PÃE

Pode ser que seu companheiro tenha morrido, ou então que esteja muito doente, em estado vegetativo. Pode ser que o pai de seu filho tenha sumido sem deixar rastro no mundo. Pode ser que o casal tenha se separado, e o filho só tenha pai a cada 15 dias, e olhe lá. Pode ser que ela nem saiba quem é o pai de sua filha. Pode ser que ele tenha sido um homem tão escroto e violento que ela tenha fugido dele. Pode ser que ela tenha mandado ele embora, e ele foi mesmo. Pode ser também que seu marido ainda esteja em casa, mas não se importe. Pode ser que seu marido ainda esteja em casa, mas não tenha crescido o suficiente para ser mais que um outro filho. Pode ser que seu marido ainda esteja em casa, mas sequer se manifeste. Pode ser que ela tenha decidido ter um filho sozinha. Pode ser que ela não controle o impulso de ser dominadora e tenha escolhido um homem fraco para ser o pai de seu filho. Pode ser também que seu homem esteja desmotivado, doente, cansado e não consiga ajudar. Pode ser que ele more longe, muito longe. Ou trabalhe demais. Beba demais. Saia demais. Seja duro e ausente demais.

Deus, que não erra, fez as coisas de modo a ser necessário dois seres se unirem para gerar um outro ser da mesma espécie. Isso porque não é fácil cuidar de um filhote, ainda mais se o filhote for um frágil, confuso e eternamente insatisfeito ser humano, como somos todos. Não é fácil alimentar, guiar, proteger, educar, salvar, podar, instruir, amar um serzinho, enchê-lo de representações, padrões, culturas, palavras e exemplos… Prepará-lo para a vida. Trabalho para ser de equipe. Socialmente, construímos papéis de pai e mãe para criar um filho – papéis que se complementam.

Mas… São tantos mas. E elas estão aí. Aquelas que são, ao mesmo tempo, mães e pais de seus filhos. As “pães”, como se diz por aí.

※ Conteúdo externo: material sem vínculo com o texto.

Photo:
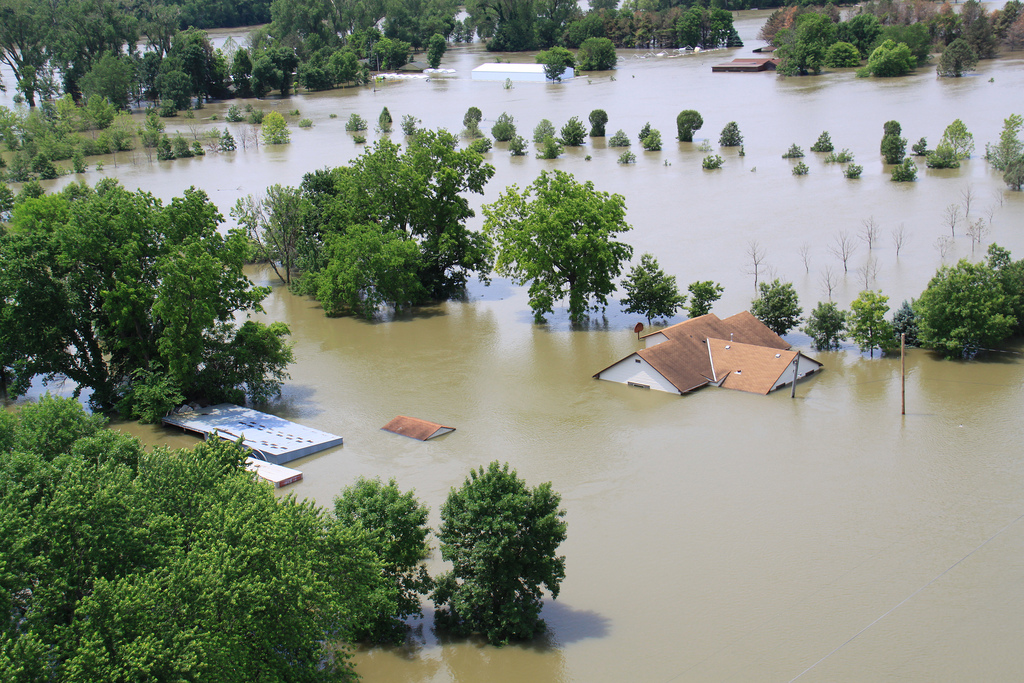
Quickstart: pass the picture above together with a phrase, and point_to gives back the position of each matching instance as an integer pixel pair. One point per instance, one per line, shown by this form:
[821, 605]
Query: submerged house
[501, 72]
[738, 352]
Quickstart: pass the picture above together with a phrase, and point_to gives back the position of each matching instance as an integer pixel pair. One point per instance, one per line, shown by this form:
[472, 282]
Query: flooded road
[721, 536]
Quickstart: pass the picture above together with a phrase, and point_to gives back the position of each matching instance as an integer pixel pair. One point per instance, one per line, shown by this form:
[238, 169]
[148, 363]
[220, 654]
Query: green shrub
[840, 158]
[652, 142]
[355, 123]
[620, 139]
[573, 133]
[550, 148]
[517, 145]
[544, 130]
[712, 162]
[794, 153]
[823, 143]
[905, 172]
[504, 128]
[943, 157]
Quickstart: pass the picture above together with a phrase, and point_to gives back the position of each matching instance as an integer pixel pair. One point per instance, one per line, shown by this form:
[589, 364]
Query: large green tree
[104, 284]
[559, 236]
[175, 565]
[867, 325]
[803, 49]
[502, 539]
[777, 306]
[964, 310]
[826, 326]
[650, 292]
[395, 524]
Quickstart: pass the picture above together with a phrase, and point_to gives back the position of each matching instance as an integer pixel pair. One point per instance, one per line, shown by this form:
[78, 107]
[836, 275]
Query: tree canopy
[650, 292]
[123, 564]
[777, 306]
[966, 308]
[559, 236]
[137, 301]
[502, 539]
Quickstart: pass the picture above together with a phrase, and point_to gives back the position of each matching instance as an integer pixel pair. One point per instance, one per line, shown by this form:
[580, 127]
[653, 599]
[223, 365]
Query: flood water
[721, 536]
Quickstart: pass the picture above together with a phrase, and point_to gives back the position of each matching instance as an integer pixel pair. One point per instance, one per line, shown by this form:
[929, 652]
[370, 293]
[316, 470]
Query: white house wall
[806, 368]
[655, 338]
[629, 371]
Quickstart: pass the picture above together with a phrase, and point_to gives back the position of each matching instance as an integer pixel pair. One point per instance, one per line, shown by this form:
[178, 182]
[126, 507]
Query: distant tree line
[121, 563]
[893, 37]
[967, 308]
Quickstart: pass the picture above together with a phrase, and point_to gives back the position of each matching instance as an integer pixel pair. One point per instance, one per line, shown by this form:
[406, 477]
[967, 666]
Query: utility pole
[902, 373]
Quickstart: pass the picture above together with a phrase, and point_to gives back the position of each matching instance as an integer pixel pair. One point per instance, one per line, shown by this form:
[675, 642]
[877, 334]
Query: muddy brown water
[717, 537]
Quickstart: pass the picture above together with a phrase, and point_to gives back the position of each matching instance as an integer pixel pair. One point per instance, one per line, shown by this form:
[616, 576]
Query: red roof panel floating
[416, 428]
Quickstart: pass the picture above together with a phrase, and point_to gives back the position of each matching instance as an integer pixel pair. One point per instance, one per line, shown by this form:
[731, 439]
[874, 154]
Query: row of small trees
[122, 563]
[966, 308]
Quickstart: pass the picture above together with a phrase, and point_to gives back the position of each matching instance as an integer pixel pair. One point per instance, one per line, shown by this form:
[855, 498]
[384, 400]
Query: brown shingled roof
[747, 367]
[416, 428]
[685, 360]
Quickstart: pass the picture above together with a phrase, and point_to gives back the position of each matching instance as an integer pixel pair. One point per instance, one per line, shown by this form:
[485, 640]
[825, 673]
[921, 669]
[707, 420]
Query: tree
[544, 130]
[110, 78]
[905, 172]
[112, 547]
[823, 143]
[650, 292]
[273, 224]
[436, 47]
[369, 267]
[395, 524]
[559, 235]
[1010, 146]
[957, 138]
[573, 133]
[113, 282]
[688, 122]
[597, 54]
[825, 326]
[384, 121]
[702, 295]
[652, 140]
[1014, 175]
[867, 326]
[502, 539]
[964, 310]
[804, 48]
[777, 306]
[504, 128]
[555, 61]
[275, 129]
[707, 29]
[893, 148]
[730, 136]
[889, 59]
[842, 55]
[905, 323]
[957, 57]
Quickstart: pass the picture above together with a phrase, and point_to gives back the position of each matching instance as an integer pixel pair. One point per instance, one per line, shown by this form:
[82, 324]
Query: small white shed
[500, 72]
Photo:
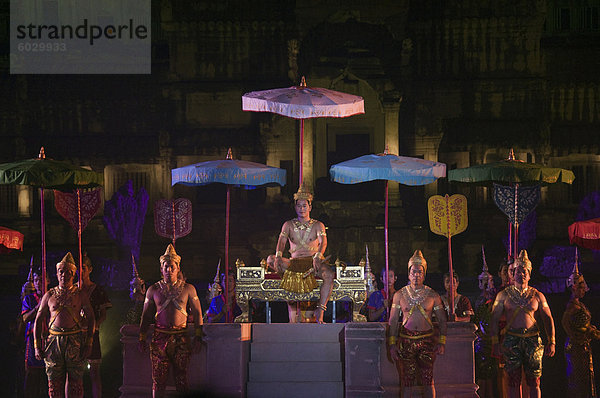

De uns tempos pra cá, virou moda largar os filhos por aí sem sentir nem sequer dor na consciência, sem ser sequer condenado pela irresponsabilidade. Em uma sociedade que prega o individualismo, o consumo desenfreado, o prazer a qualquer custo… Em uma sociedade que nega a reflexão, o questionamento, a grandeza de alma, largar um filho ou uma filha na mão de alguém e sumir por aí é mais que desculpável… Em muitos casos chega a ser estimulado e louvável.

E então vemos surgir as pães. Aquelas que são pais e mães de seus filhos. Minha mãe é pãe. E como ela vi e vejo tantas outras. Elas saem pra trabalhar e fazem a janta. Elas levam ao futebol e pregam os botões da blusa. Elas vão às reuniões de pais e fazem a poupança no banco. Elas pegam no colo e levam ao médico e explicam as doideiras do mundo e dão dura em namorado sem vergonha e vão buscar o filho baderneiro na delegacia e ensinam a dirigir e falam sobre arte e música e vão e vão e vão e não param nunca de ir.

Claro, elas também gostariam de ter alguém pra dividir a responsabilidade e a alegria de cuidar de um filho ou filha. Mas não têm. E dão conta disso sozinhas. E por isso, merecem não uma… Mas duas comemorações.

Feliz dia dos pães a todas aquelas que desempenham lindamente o papel de pai e de mãe ao mesmo tempo. Seus lugares de honra estão duplamente garantidos na vida de seus filhos.